NASA is researching technology that would push and pull satellites around in space using nothing more than a long cable.
If your mind went immediately to space elevators, let me quickly kill that idea: Space tethers are sort of related, but wouldn't actually tether a cable from space all the way to the ground. (The cord would probably be made of graphene or some sort of carbon fiber; what to make the cable out of is the biggest technological holdup to space elevators.)
Instead, the administration is suggesting that electromagnetic tethers on already-orbiting or space bound satellites could be used to move a spacecraft in space without any propellant whatsoever.
"Space tether assist is the concept of using a rotating tether anchored in space, which can be used to catch upper stages or payloads and impart orbital momentum to elevate them to orbit," NASA wrote in its "Technology Roadmap," a series of papers in which the agency discusses emerging technology and their feasibility. The purpose of the roadmap is to inspire contractors, researchers, and companies to apply for NASA grants, prize money, and contracts to actually develop the tech.
At first, the tethers won't actually be able to connect to anything. Instead, it's a conductive wire that, using the Earth's magnetic field, automatically generates energy thanks to its orbital velocity. That energy can then be used to push the spacecraft around. It looks something like the image on this page.
A joint paper between NASA, the Smithsonian Astrophysical Observatory, and the University of Michigan detailed how it would work. Essentially, electromagnetic current would flow from one end of the tether to the other and would be used to transfer energy from the tether to the spacecraft, which could then go up or down.
"Propulsion is accomplished by converting the magnetic force on the tether current into propulsive or drag thrust to either increase or decrease the orbital energy of the spacecraft system," the researchers wrote.
The tether could then be used to deorbit out-of-use spacecraft, push spacecraft from low Earth orbit into higher orbits, or even push spacecraft out of Earth's orbit altogether.
"Electrodynamic tethers provide very high delta-V for small robotic spacecraft in LEO and any planet with a magnetosphere to allow altitude and inclination change, end-of-life disposal, and nearly-indefinite station keeping without the use of propellant," NASA wrote in its roadmap.

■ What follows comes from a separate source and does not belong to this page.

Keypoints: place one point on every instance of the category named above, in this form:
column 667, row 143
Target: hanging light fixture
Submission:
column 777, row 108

If this doesn't excite you (still expecting space elevators, eh?), consider that NASA always wants work to be done on momentum exchange tethers, which could serve as something of a gas station in space. Except, instead of gas, 60-mile-long tethers would just be used to transfer energy from one spacecraft to another, allowing one satellite to start launching others from Earth's orbit into interplanetary space.
"Momentum exchange tethers provide reusable, high-thrust to interplanetary or LEO-to-geosynchronous orbit transportation," NASA wrote.
Many of the technologies described in the roadmap are many years off—there are mentions of antimatter propulsion systems and the like. But NASA said that the technology to create and use these tethers is already quite advanced. Over the last decade or so, NASA has experimented with sending currents along short tethers, so the technology seems sound.
NASA noted that there "is no existing tether propulsion capability," but said that it suspects a basic tether that deorbits or changes the orbit of a satellite already in space could be built within two years. In fact, there is already a company working on this technology, called Tethers Unlimited. More advanced, energy-transferring ones that may be able to provide a bit of extra push to put satellites from the Earth's atmosphere into space or could push satellites out of Earth's orbit altogether could be ready early next decade (assuming the work is actually taken up by scientists at the agency).